DUBLIN, Ohio – The Wendy’s Company launched a stock repurchase program valued at $1.4 billion.

The company will begin a buyback of $850 million starting June 3. The plan also includes a separate purchase of up to $211 million of the company’s stock from the Trian Group, its largest shareholder. Trian owns an aggregate of approximately 24.8 percent of Wendy’s outstanding common stock.
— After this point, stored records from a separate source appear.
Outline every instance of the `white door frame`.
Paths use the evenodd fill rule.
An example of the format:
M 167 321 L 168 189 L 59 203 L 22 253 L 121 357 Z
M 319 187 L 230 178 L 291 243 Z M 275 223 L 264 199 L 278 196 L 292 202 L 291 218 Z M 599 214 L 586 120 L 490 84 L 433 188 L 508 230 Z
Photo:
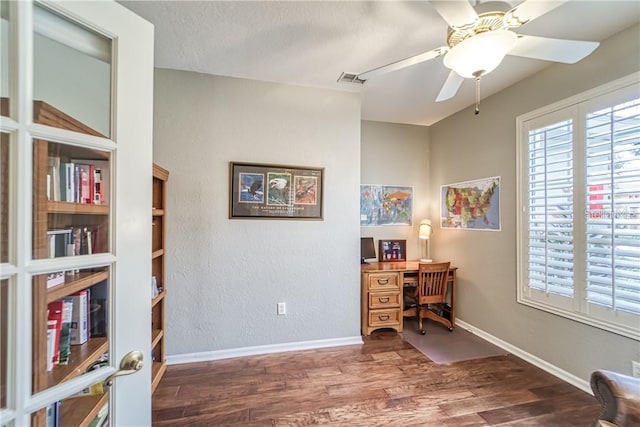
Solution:
M 10 154 L 10 262 L 2 278 L 9 292 L 9 355 L 7 410 L 4 424 L 29 425 L 30 412 L 66 397 L 70 392 L 106 378 L 131 350 L 144 353 L 145 366 L 135 375 L 119 377 L 110 391 L 110 423 L 151 425 L 151 195 L 153 119 L 153 26 L 111 0 L 44 2 L 66 16 L 113 39 L 111 139 L 78 137 L 80 142 L 111 147 L 112 200 L 109 226 L 112 253 L 91 256 L 82 266 L 113 263 L 110 277 L 111 368 L 85 374 L 37 395 L 31 393 L 31 276 L 49 260 L 32 260 L 32 135 L 62 135 L 32 123 L 33 19 L 31 2 L 11 2 L 11 35 L 18 49 L 10 53 L 13 82 L 11 104 L 16 120 L 0 118 L 13 132 Z M 93 138 L 93 139 L 92 139 Z M 58 261 L 65 262 L 65 261 Z M 49 264 L 50 265 L 50 264 Z M 12 292 L 11 289 L 15 290 Z M 3 373 L 4 374 L 4 373 Z

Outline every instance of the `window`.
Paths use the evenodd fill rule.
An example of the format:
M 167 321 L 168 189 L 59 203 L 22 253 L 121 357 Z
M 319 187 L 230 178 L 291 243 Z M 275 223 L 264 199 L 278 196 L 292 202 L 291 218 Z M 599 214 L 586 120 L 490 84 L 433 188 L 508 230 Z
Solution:
M 518 302 L 640 338 L 634 74 L 517 119 Z

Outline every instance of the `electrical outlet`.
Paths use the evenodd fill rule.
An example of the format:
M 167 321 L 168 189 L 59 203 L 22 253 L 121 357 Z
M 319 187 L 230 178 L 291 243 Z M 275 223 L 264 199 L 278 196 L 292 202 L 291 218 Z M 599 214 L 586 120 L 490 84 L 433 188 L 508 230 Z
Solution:
M 278 316 L 284 316 L 287 314 L 287 305 L 283 302 L 278 303 Z

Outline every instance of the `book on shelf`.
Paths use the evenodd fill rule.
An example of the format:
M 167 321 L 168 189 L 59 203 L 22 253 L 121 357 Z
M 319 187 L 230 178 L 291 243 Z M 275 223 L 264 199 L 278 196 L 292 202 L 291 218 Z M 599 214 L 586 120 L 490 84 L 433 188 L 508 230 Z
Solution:
M 71 245 L 73 239 L 72 230 L 69 228 L 47 230 L 47 238 L 49 239 L 49 258 L 73 255 L 70 253 L 73 250 Z
M 82 203 L 107 204 L 110 183 L 109 162 L 97 159 L 71 159 L 71 161 L 87 173 L 88 196 L 83 196 Z
M 60 331 L 62 329 L 62 311 L 63 311 L 63 303 L 62 300 L 57 300 L 50 302 L 47 305 L 47 309 L 49 310 L 47 327 L 49 327 L 49 321 L 55 321 L 55 337 L 53 340 L 53 357 L 51 359 L 52 366 L 55 368 L 60 363 Z
M 54 271 L 47 274 L 47 289 L 63 285 L 66 280 L 64 271 Z
M 75 201 L 76 171 L 73 163 L 60 164 L 60 197 L 63 202 Z
M 58 427 L 60 425 L 60 401 L 47 406 L 46 427 Z
M 87 290 L 71 295 L 71 345 L 84 344 L 89 339 L 89 304 Z
M 49 200 L 60 201 L 60 157 L 49 156 L 47 159 L 47 178 Z
M 47 371 L 53 370 L 53 357 L 58 335 L 57 323 L 57 320 L 47 320 Z
M 62 298 L 62 327 L 60 328 L 60 346 L 58 363 L 60 365 L 69 364 L 71 355 L 71 318 L 73 316 L 73 299 L 71 297 Z

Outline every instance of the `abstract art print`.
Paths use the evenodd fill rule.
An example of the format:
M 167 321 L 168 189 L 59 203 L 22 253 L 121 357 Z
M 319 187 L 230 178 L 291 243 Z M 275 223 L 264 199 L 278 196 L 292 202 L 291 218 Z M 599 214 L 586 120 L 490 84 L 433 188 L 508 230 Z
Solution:
M 500 230 L 500 177 L 441 186 L 440 226 Z
M 360 186 L 360 225 L 411 225 L 413 187 Z
M 229 218 L 322 219 L 324 168 L 230 162 Z

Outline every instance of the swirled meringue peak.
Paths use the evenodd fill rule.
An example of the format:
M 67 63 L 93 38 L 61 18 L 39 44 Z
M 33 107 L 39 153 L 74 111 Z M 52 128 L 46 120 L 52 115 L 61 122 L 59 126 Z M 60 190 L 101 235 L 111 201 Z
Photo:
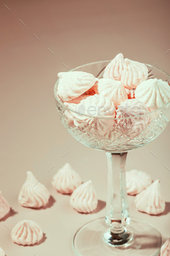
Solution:
M 122 72 L 121 82 L 128 89 L 136 89 L 148 76 L 147 67 L 138 61 L 125 59 L 124 69 Z
M 50 197 L 46 187 L 37 181 L 33 173 L 27 172 L 27 178 L 18 196 L 19 203 L 24 207 L 45 207 Z
M 91 181 L 83 183 L 73 192 L 70 204 L 76 211 L 84 214 L 92 212 L 97 208 L 97 196 Z
M 130 138 L 139 135 L 150 122 L 149 113 L 144 105 L 136 99 L 126 99 L 118 106 L 117 112 L 119 131 Z
M 126 172 L 126 188 L 128 195 L 137 195 L 146 189 L 152 183 L 150 176 L 142 170 Z
M 163 244 L 160 256 L 170 256 L 170 238 L 166 240 Z
M 158 215 L 165 210 L 165 200 L 163 197 L 160 181 L 155 181 L 147 189 L 136 196 L 135 204 L 139 211 Z
M 57 94 L 63 102 L 77 98 L 90 89 L 96 82 L 92 74 L 82 71 L 61 72 L 58 74 L 59 83 Z
M 135 97 L 145 106 L 154 110 L 163 107 L 170 100 L 170 86 L 161 79 L 148 79 L 136 88 Z
M 5 256 L 5 253 L 1 247 L 0 247 L 0 256 Z
M 41 227 L 31 220 L 18 222 L 11 232 L 12 240 L 20 245 L 32 245 L 39 242 L 43 237 Z
M 120 80 L 124 68 L 124 57 L 122 53 L 117 54 L 104 69 L 104 78 Z
M 9 212 L 10 206 L 7 200 L 2 197 L 0 191 L 0 219 L 4 218 L 8 212 Z
M 54 176 L 52 184 L 60 193 L 71 194 L 82 184 L 82 179 L 69 164 L 66 164 Z
M 101 78 L 97 84 L 98 94 L 108 97 L 116 108 L 128 99 L 125 87 L 120 81 L 111 78 Z

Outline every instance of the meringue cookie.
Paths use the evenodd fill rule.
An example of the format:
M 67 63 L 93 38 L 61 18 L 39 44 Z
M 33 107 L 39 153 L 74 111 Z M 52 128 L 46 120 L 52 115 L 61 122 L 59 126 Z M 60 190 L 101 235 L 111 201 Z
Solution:
M 147 189 L 136 196 L 136 206 L 139 211 L 158 215 L 164 211 L 166 203 L 162 195 L 160 181 L 154 181 Z
M 19 203 L 24 207 L 40 208 L 45 206 L 50 197 L 46 187 L 30 171 L 18 196 Z M 22 198 L 22 199 L 21 199 Z
M 120 81 L 110 78 L 101 78 L 97 85 L 98 94 L 108 97 L 114 102 L 115 108 L 128 99 L 125 87 Z
M 125 59 L 124 69 L 121 75 L 121 82 L 128 89 L 136 89 L 148 76 L 147 67 L 138 61 Z
M 166 241 L 161 249 L 160 256 L 170 256 L 170 238 Z
M 142 170 L 126 172 L 126 189 L 128 195 L 136 195 L 146 189 L 152 183 L 150 176 Z
M 54 176 L 52 181 L 53 187 L 62 194 L 71 194 L 82 184 L 80 176 L 69 164 L 66 164 Z
M 92 74 L 82 71 L 61 72 L 58 74 L 59 83 L 57 94 L 63 101 L 77 98 L 90 89 L 96 82 Z
M 150 122 L 149 113 L 144 105 L 136 99 L 126 99 L 116 110 L 118 130 L 131 138 L 139 135 Z M 125 118 L 131 117 L 131 118 Z
M 43 232 L 36 222 L 31 220 L 23 220 L 14 227 L 11 237 L 15 244 L 31 245 L 42 240 Z
M 0 247 L 0 256 L 5 256 L 5 253 L 1 247 Z
M 0 219 L 3 219 L 6 214 L 10 210 L 10 206 L 9 206 L 7 200 L 2 197 L 1 192 L 0 191 Z
M 76 211 L 85 214 L 96 208 L 98 200 L 91 181 L 83 183 L 73 192 L 70 204 Z
M 170 100 L 170 86 L 161 79 L 148 79 L 136 88 L 135 97 L 150 109 L 157 110 Z
M 117 54 L 115 58 L 104 69 L 104 78 L 112 78 L 120 80 L 121 75 L 124 68 L 124 57 L 122 53 Z

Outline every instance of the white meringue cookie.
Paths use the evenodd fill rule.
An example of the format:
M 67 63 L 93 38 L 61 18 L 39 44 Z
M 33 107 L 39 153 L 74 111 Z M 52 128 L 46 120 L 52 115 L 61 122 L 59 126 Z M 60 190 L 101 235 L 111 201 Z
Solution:
M 121 75 L 121 82 L 128 89 L 136 89 L 148 76 L 147 67 L 138 61 L 125 59 L 124 69 Z
M 7 213 L 10 210 L 10 206 L 7 201 L 7 200 L 2 197 L 1 192 L 0 191 L 0 219 L 4 218 L 6 216 Z
M 0 256 L 5 256 L 5 253 L 1 247 L 0 247 Z
M 30 171 L 18 196 L 19 203 L 24 207 L 40 208 L 45 206 L 50 197 L 46 187 Z M 21 199 L 22 198 L 22 199 Z
M 31 245 L 39 242 L 43 238 L 41 227 L 31 220 L 18 222 L 11 232 L 12 240 L 20 245 Z
M 126 172 L 126 189 L 128 195 L 137 195 L 146 189 L 152 183 L 150 176 L 142 170 Z
M 82 179 L 69 164 L 66 164 L 54 176 L 52 184 L 62 194 L 71 194 L 82 184 Z
M 170 100 L 170 86 L 161 79 L 148 79 L 136 88 L 135 97 L 145 106 L 154 110 L 163 107 Z
M 123 55 L 122 53 L 117 54 L 104 69 L 104 78 L 120 80 L 124 68 L 124 63 Z
M 155 181 L 147 189 L 136 196 L 135 204 L 139 211 L 158 215 L 164 211 L 166 203 L 160 186 L 160 181 Z
M 82 71 L 61 72 L 58 74 L 59 83 L 57 94 L 63 101 L 70 101 L 90 89 L 96 82 L 92 74 Z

Trian intends to reduce its ownership in Wendy’s to between 17 and 19.68 percent.

“Our recent operating results, along with the shareholder-value enhancing initiatives and updated outlook announced today demonstrate continued progress with our brand transformation,” Emil Brolick, president and CEO, said. “The growth reflected in our long-term outlook, especially our expectations for steadily increasing adjusted EBITDA margins, demonstrates the higher quality of earnings we are generating as a result of our system optimization initiative, which remains on track for completion in 2016. The enhanced earnings stream includes increased royalties and rental income from the 674 properties we own.”

For its 2015 outlook, Wendy’s expects earnings per share of approximately 31 cents to 33 cents, which is an increase of 10 to 17 percent compared to the company’s 2014 adjusted EPS. The change reflects the company sale of its bakery operations.

For its long-term outlook, Wendy’s anticipates selling 100 restaurants in its Canadian business in addition to the planned sale of approximately 540 US restaurants by the middle of 2016. The company forecasts its average annual system wide same-restaurant sales growth at approximately 2.25 to 3 percent beginning in 2016.